SEMQ Tests Aim To Cut AI Memory Overhead Without Named Customers
SEMQ Group is pitching symbolic embedding multi-quantization as a way to preserve retrieval and classification behavior while lowering AI semantic-state overhead, but its public evidence remains benchmark-led and customer names are undisclosed.

SEMQ Targets Embedding Memory Rather Than Model Weights
SEMQ Group is proposing a different way to reduce the storage and memory burden around AI systems.
The company’s approach, called Symbolic Embedding Multi-Quantization, separates the meaning captured in embeddings from the numerical representation normally used to store those embeddings.
Andrés Mac Allister, SEMQ Group’s CEO and founder, said the method focuses on the structural relationship among embedding components rather than preserving every floating-point magnitude.
The claim is vendor-led, but it is tied to a specific technical target: semantic state used in retrieval, memory and classification workflows.
Mac Allister described conventional embedding systems as sequences of high-precision numerical coordinates.
SEMQ files are described as preserving relative similarity ordering, neighborhood structure and other relational properties while separating the representation from metrics, indexing and execution semantics.
Mac Allister Cites Banking77 Benchmark Results
Mac Allister’s technical explanation gives the storage baseline for conventional quantization.
Mac Allister said FP32 requires 4 bytes per parameter, so a 7B parameter model would need about 28 GB of disk space and memory.
He said FP16 or BF16 requires 2 bytes per parameter and would put the same model near 14 GB.
The same comparison lists smaller options including FP8, INT8, Q8, Q6, Q5, Q4, Q3 and Q2.
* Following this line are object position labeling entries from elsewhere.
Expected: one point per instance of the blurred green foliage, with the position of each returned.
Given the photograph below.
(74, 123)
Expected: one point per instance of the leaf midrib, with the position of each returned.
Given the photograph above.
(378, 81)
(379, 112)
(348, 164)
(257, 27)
Those formats reduce the storage and memory footprint by lowering precision, while SEMQ is pitched as a way to preserve more of the relational structure in embedding state.
Mac Allister pointed to a company validation test built around the Banking77 dataset from MTEB and the all-MiniLM-L6-v2 embedding model.
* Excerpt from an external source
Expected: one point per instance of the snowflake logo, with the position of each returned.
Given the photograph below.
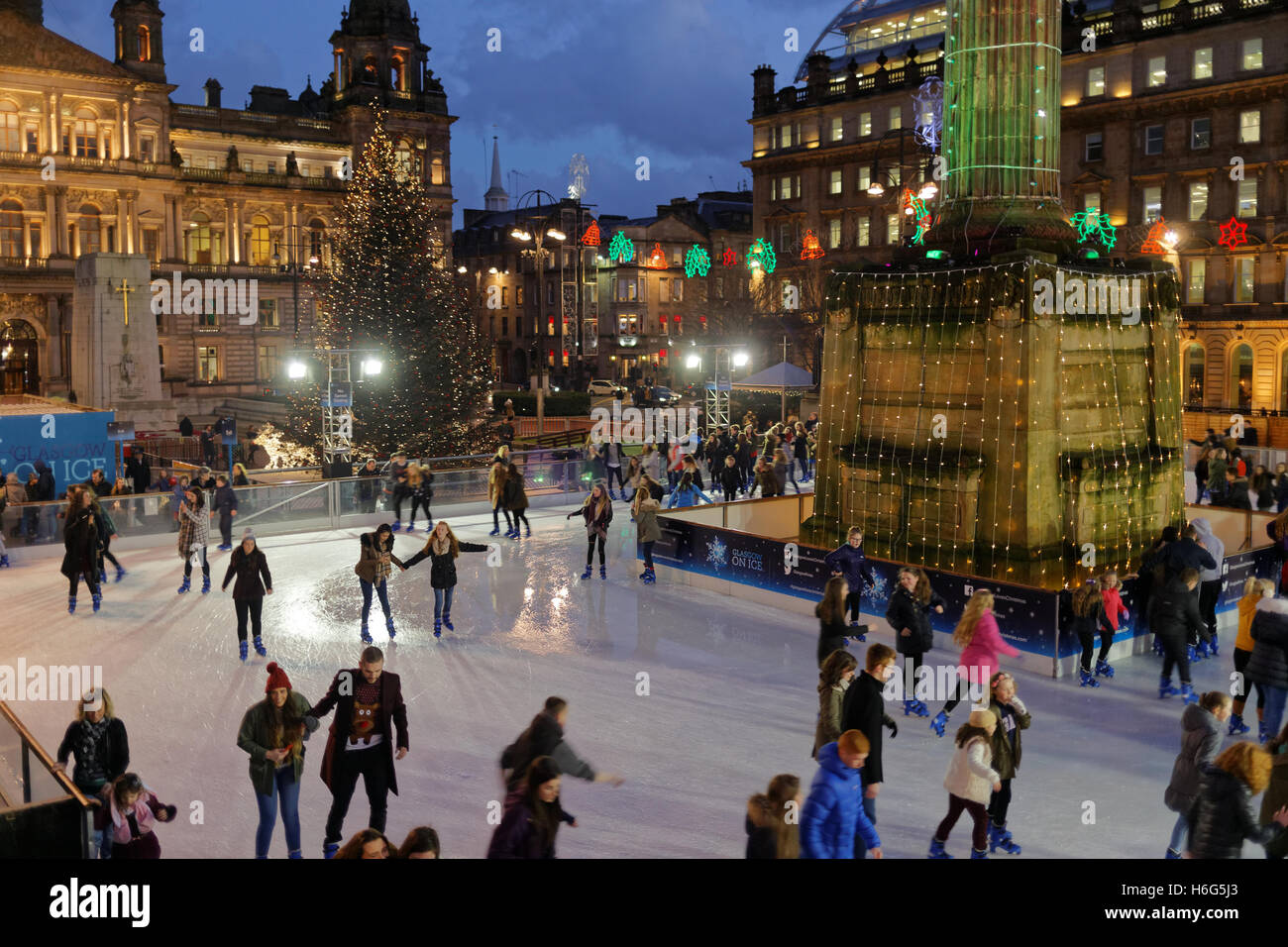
(717, 553)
He said the FP32 baseline achieved 92.26 percent accuracy, SEMQ reached 92.27 percent, and 4-bit quantization produced 56.05 percent accuracy.
Those figures come from the company’s cited validation work, not from named customer production systems.
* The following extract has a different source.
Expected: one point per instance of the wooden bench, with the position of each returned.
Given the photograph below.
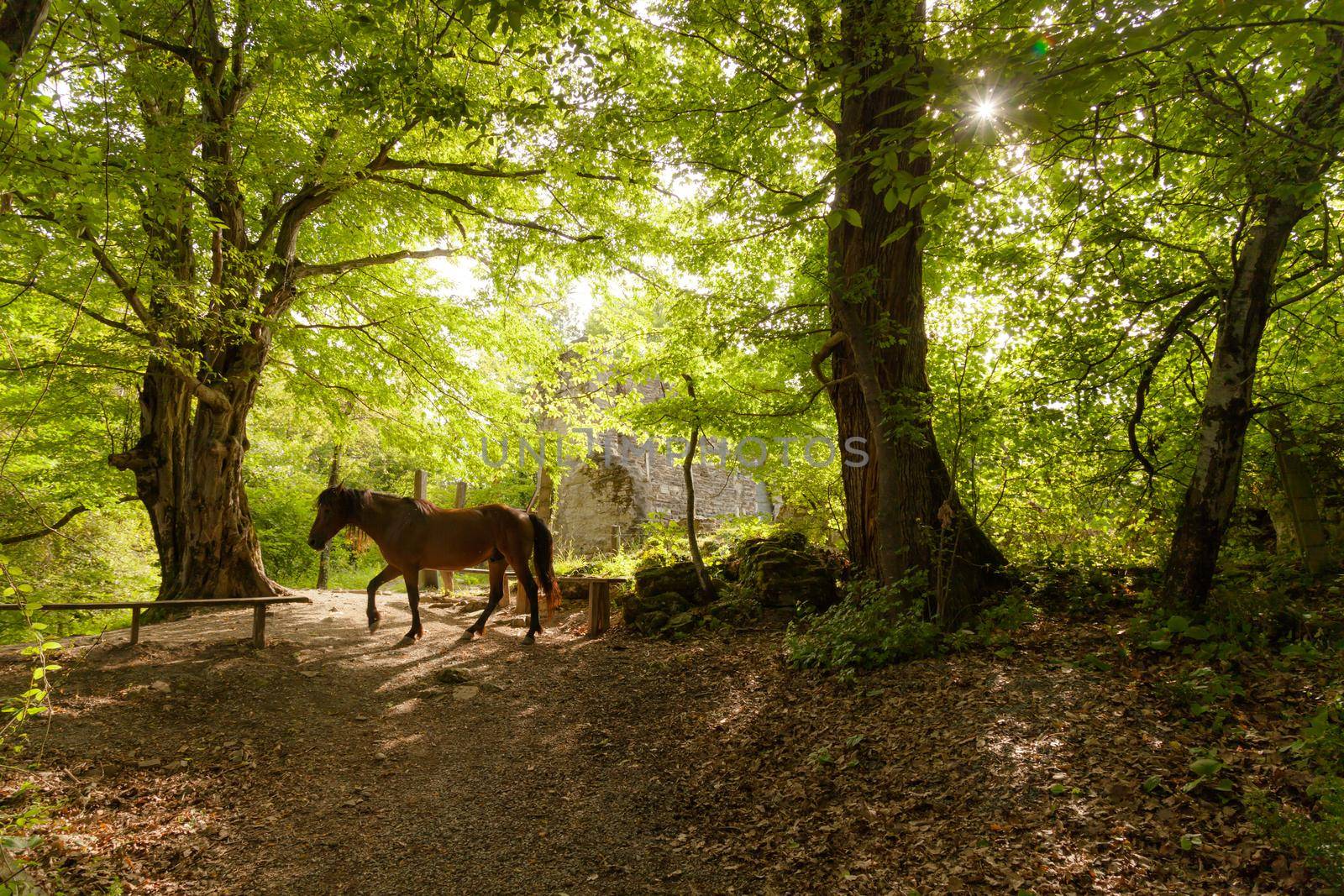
(600, 597)
(259, 606)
Customer Evidence Remains Behind NDAs
Mac Allister said SEMQ can be applied when data is ingested or at query time.
In his description, teams could use an SDK on vectors generated by their existing embedding model and could run SEMQ beside an existing LLM, embedding model, vector database or agent framework before using it in selected retrieval or memory workloads.
He also said .semq files have been used in research to snapshot and restore transformer KV-cache state across process boundaries.
He did not present that as a pre-training workflow, but as a runtime-state workflow for pausing, transferring and resuming an active model session.
The early business claim is still limited by disclosure.
Mac Allister said the company signed NDAs with organizations in a Founding Design Partnership Program, including some AI infrastructure hyperscalers and companies at the AI application layer.
SEMQ Group has not named customers, and the public record does not disclose deployment sizes, infrastructure savings or third-party benchmark validation.